- Born: 18 December 2007 (age 18) Calais

Gymnastics career
- Discipline: Rhythmic gymnastics
- Country represented: France; (2021-2025);
- Club: Calais GRS
- Head coach: Anna Baranova
- Assistant coach: Sara Bayón
- Choreographer: Gregory Milan
- Retired: Yes
- Medal record
Rhythmic Gymnastics
Representing France
| Event | 1st | 2nd | 3rd |
| FIG World Cup | 0 | 0 | 1 |
| Total | 0 | 0 | 1 |
European Championships
| Silver medal – second place | 2025 Tallinn | 5 Ribbons |

= Salome Lozano Leon =

French rhythmic gymnast

Salome Lozano Leon (born 18 December 2007) is a retired French rhythmic gymnast. She represented France as a member of the senior group.

== Biography ==
In July 2017 Lozano was invited to a national training for pre juniors. Two years later she won bronze at the 2019 French national championships. She was later called up for another national training camp. In 2021 she took bronze at nationals among gymnasts born in 2007 behind Margot Tran and Shana Loxton-Vernaton. She was then again called up for a national training camp.

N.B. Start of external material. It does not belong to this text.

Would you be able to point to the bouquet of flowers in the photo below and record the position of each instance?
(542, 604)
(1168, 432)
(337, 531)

In March 2022 she took part in a national test to select the team for the European Championships. On 28 April 2023 she took part in a demonstration in Miramas. In August she was present in another demonstration in Thiais. The following year she took part in the Thiais Grand Prix. Then she was listed as a reserve for the European Championships in Budapest.

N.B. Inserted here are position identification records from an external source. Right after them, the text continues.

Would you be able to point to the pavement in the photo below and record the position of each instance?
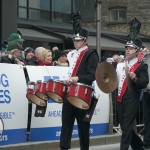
(106, 147)
(54, 145)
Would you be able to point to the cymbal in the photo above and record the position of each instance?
(106, 77)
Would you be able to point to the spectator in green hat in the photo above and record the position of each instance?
(13, 54)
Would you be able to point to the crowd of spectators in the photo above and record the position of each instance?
(13, 53)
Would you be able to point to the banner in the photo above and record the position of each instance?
(13, 104)
(48, 127)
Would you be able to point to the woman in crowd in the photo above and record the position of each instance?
(60, 59)
(29, 60)
(45, 58)
(110, 60)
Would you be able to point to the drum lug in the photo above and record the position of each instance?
(76, 89)
(47, 85)
(64, 88)
(68, 89)
(86, 91)
(54, 86)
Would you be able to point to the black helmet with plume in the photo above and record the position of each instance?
(133, 40)
(77, 26)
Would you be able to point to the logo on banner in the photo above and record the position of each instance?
(4, 92)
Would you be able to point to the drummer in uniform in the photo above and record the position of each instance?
(82, 67)
(146, 107)
(132, 78)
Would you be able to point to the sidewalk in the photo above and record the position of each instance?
(54, 145)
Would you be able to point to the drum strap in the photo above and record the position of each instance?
(124, 85)
(78, 62)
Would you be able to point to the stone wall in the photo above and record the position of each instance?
(135, 8)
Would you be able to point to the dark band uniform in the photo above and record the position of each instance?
(86, 75)
(128, 107)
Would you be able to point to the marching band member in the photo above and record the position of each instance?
(82, 66)
(129, 87)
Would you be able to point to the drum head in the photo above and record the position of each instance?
(36, 100)
(146, 60)
(55, 97)
(77, 102)
(41, 96)
(1, 127)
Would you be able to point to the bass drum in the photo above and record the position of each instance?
(146, 60)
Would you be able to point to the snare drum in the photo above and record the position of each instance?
(56, 90)
(80, 95)
(31, 95)
(41, 90)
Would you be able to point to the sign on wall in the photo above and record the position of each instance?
(13, 104)
(48, 127)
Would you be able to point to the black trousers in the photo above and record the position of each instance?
(146, 105)
(127, 111)
(69, 113)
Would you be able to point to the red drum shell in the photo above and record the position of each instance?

In 2025, with the retirement of some of the members of the previous group, she became a starter making her debut at the Grand Prix in Thiais. There she won silver in the All-Around and bronze with 5 ribbons. In April the group competed in the World Cup in Sofia, being 8th overall, 10th with 5 ribbons and 8th with 3 balls & 2 hoops. Weeks later they were in Tashkent, taking 6th place in the All-Around, 6th place with 5 ribbons and 4th place in the mixed final. In May they participated in the stage in Portimão, finishing 5th with 5 ribbons, 6th with 3 balls & 2 hoops and winning bronze in the All-Around. She was then selected for the European Championships in Tallinn, where the group was 9th overall and won silver in the 5 ribbons final.